The Western World first began paying attention to refugees after World War II, when hundreds of thousands of civilians in mainland Europe were displaced after so many cities were bombed, some almost razed to the ground.
Wars, of course, are still waging, and we are conscious that refugees still urgently need places of safety. But we don’t tend to think much about what fuels wars and who might be gaining from them. The global trade in arms is enormous and hugely lucrative. Global military expenditure stands at over $1.6 trillion in annual expenditure and has been rising in recent years. The words of the former US President Eisenhower are stark: “Every gun that is made, every warship launched, every rocket fired signifies, in the final sense, a theft from those who hunger and are not fed, those who are cold and are not clothed”. So the cost of wars is not just in those directly affected but has global repercussions.
Ireland too plays its – admittedly small – part in this ever growing arms trade. We don’t make full weapons systems, but we do make parts of them. Has it ever occurred to us that while the Irish Government gives our refugees and asylum seekers the minimum of support through “direct provision”, some of them or their loved ones, may well have been wounded or killed by weapons made with Irish help?

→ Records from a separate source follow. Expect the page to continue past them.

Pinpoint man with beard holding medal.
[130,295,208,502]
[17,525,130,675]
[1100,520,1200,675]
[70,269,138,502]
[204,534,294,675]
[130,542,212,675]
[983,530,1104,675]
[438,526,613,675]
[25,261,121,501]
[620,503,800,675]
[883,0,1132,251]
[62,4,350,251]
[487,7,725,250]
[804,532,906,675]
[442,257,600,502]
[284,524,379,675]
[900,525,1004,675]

Christians are coming to the end of an annual 6 week season of prayer and conversion called “Lent”. Its purpose is to prepare us spiritually to celebrate the great feast of Transformation that is Easter. We are urged to “turn away from sin and believe the Good News”. Its message is that all people are loved and cherished by God, and that all life is sacred . The global arms trade illustrates so well the web of compromises we are, mostly unknowingly, involved in. Manufacturing, after all, means jobs; exports mean income, both so badly needed. But we need to reflect deeply on the values we wish to live by. Life-affirming or life-denying?
Lord, make me an instrument of your peace. Where there is hatred, let me sow love.
Where there is injury, pardon. Where there is doubt, faith. Where there is despair, hope.
Where there is darkness, light. Where there is sadness, joy.
O Divine Master, grant that I may not so much seek to be consoled, as to console;
to be understood, as to understand; to be loved, as to love.
For it is in giving that we receive. It is in pardoning that we are pardoned,
and it is in dying that we are born to Eternal Life. (Prayer of St Francis)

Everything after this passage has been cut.